Nebel und Dunst

  • Nebel entsteht, wenn Wasser in der Luft kondensiert, aber es nicht aufsteigt und sich immer mehr Wasserteilchen verbinden.
    • Das passiert nur bei sehr hoher Luftfeuchtigkeit (ab 95%) und sehr geringem/keinem Wind.
  • Nebel kann man auch als Bodenwolken bezeichnen.
  • Kann man bis zu 4 (oder 8?) Kilometer weit sehen, spricht man von Dunst.
  • Kann man weniger als 1 Kilometer weit sehen, spricht man von Nebel.

Nebelarten

  • Ohne Wolken kühlt die bodennahe Luft schneller aus. Besteht durch den Boden ein höherer Wassergehalt (Seen, Flüsse, Moore, Grasflächen, feuchte Ackerflächen, usw.) wird der Sättigungsgrad der Luft schnell erreicht und es bildet sich darüber hinaus Nebel.
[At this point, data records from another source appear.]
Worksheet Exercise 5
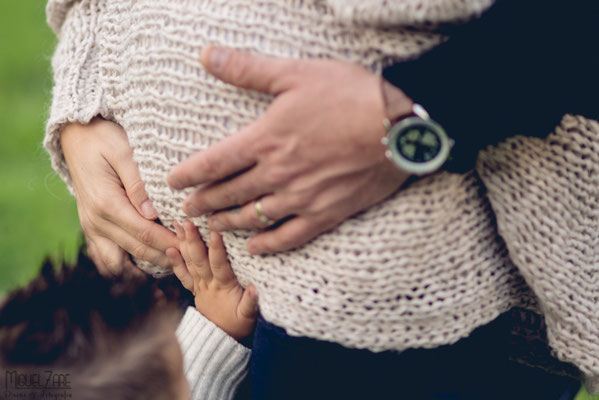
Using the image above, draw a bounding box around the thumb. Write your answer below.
[113,153,158,221]
[200,46,306,95]
[237,285,258,321]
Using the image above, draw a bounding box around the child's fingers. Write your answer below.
[181,221,212,281]
[166,247,193,293]
[237,285,258,321]
[208,231,237,285]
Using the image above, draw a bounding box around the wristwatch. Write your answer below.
[381,83,454,175]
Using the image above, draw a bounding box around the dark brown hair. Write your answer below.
[0,251,183,400]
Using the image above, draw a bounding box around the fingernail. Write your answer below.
[141,200,158,220]
[248,242,260,254]
[173,221,183,240]
[210,47,229,72]
[185,205,203,217]
[210,221,225,232]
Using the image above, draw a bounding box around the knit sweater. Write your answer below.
[177,307,250,400]
[45,0,599,389]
Dann spricht man von Strahlungsnebel.
    • Dieser Nebel erreicht sein Maximum in der kältesten Zeit und verschwindet, sobald es wieder wärmer wird.
  • Bewegt sich sehr kalte Luft über wärmere Wasserflächen, verdunstet das Wasser unten, aber kondensiert kurz darauf weiter oben sofort wieder. Dann spricht man von Verdunstungsnebel.
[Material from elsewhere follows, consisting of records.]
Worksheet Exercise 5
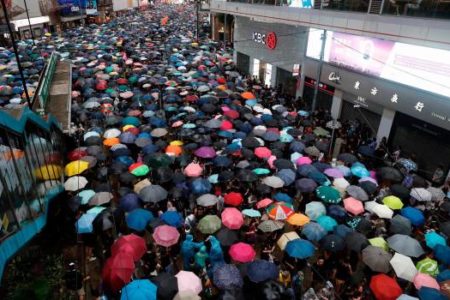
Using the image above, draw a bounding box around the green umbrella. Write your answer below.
[197,215,222,234]
[253,168,270,175]
[316,186,342,203]
[416,257,439,276]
  • Treffen sich feuchte Luftmassen mit unterschiedlicher Temperatur, entsteht Mischungsnebel an ihren Grenzen.
    • Dies heißt Frontalnebel, wenn sich die Luftmassen vertikal begegnen.
    • Dies heißt Hochnebel, wenn sich die Luftmassen horizontal begegnen. Dann ist es unter dem Nebel kälter als darüber (Inversionswetterlage).